Видимо, онъ изнемогъ; я тоже измученъ, но ужъ теперь ясно,  кто-нибудь изъ насъ долженъ свалиться…

Почему-то онъ тянетъ прямо къ мельницѣ; если ему удастся доползти до бора, онъ спасенъ; я знаю это и жму его къ крутому, съ снѣжными навалами, правому берегу, гдѣ труднѣй выкарабкаться. Вотъ мелкія озерца, проступившія темно-водяными пятнами, сейчасъ и сама рѣчка. Гдѣ снѣгъ посуше, его слѣдъ чистъ, съ ярко-красными каплями крови, по мокрому кровь ржавѣетъ и расползается какъ «сіена» на сырой бумагѣ. Озирается; какъ будто пріостановился и оглядывается: прямо впереди, за узенькой рѣчкой вогнутый сугробъ снѣга съ нависшей коркой наста. На мельницѣ что-то шумятъ, сзади тоже слышны голоса.

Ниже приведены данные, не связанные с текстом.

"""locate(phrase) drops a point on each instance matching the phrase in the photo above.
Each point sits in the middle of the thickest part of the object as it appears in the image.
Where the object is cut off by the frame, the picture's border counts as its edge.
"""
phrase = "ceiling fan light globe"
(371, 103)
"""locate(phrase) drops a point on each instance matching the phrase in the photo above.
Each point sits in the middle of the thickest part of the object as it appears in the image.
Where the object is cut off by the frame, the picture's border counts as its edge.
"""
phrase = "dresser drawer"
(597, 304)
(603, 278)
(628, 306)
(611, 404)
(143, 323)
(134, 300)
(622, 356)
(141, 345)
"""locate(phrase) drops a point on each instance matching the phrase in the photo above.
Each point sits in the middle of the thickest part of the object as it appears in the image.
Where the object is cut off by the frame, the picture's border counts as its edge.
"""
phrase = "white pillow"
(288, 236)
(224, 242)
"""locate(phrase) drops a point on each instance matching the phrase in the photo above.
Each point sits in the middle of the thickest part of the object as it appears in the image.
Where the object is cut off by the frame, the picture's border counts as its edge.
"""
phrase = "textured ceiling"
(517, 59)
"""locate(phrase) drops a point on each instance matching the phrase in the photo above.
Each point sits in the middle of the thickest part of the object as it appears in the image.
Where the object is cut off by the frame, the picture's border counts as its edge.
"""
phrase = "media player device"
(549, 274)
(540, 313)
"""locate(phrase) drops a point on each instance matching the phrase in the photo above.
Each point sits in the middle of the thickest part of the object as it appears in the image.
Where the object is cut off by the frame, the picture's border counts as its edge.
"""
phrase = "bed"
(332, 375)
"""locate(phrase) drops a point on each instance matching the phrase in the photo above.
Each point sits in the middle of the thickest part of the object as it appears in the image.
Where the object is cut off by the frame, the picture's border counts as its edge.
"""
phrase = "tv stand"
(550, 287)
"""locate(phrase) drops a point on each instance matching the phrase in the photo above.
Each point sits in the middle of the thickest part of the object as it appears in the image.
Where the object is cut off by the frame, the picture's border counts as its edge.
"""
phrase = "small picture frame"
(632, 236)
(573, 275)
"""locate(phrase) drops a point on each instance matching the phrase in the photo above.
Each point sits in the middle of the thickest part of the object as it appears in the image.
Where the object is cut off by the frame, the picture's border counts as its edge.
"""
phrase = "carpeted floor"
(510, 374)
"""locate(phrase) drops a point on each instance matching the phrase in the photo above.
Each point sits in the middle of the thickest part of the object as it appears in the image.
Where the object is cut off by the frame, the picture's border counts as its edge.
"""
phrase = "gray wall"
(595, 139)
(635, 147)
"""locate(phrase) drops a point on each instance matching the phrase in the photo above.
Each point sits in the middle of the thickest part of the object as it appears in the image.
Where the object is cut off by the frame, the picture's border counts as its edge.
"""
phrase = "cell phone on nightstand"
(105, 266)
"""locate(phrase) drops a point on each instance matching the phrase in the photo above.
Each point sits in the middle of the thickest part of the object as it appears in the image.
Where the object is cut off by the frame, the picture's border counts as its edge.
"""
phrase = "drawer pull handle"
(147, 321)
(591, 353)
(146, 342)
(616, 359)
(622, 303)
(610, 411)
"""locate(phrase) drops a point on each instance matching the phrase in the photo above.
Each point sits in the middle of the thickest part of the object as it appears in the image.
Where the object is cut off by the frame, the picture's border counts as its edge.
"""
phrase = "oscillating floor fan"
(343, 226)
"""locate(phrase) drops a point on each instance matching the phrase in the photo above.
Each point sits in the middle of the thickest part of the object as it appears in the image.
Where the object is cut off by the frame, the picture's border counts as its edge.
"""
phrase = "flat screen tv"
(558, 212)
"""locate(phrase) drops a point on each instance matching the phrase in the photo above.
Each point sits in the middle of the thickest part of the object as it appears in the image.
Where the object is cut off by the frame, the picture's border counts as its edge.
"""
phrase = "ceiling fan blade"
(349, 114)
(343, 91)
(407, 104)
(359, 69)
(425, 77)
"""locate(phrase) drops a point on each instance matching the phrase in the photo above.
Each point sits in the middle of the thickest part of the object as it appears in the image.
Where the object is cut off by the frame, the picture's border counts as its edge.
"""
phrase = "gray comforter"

Изо всей силы взметываетъ черезъ рѣчку вверхъ… Видно, какъ снѣгъ подъ нимъ обваливается пластами… Уши прижаты назадъ, все тѣло сжалось для скачка, все, все для него теперь въ томъ, чтобы выпрыгнуть на тотъ берегъ. Прыжокъ  но это ужъ и не прыжокъ, а предсмертная судорога  вмѣстѣ со снѣгомъ осѣдаетъ и онъ самъ назадъ  и конецъ. Теперь онъ сидитъ: переднія лапы стоятъ, задъ безпомощно увязъ въ снѣгу: морда обращена ко мнѣ, а я все ближе и ближе, и все яснѣй вижу эту шилообразную, оскаленную морду съ треугольными, прижатыми назадъ ушами. У раненыхъ воронъ бываютъ такіе глаза  помню въ дѣтствѣ я боялся ихъ: ужасно это предсмертное сверканье, эта непримиримая ненависть.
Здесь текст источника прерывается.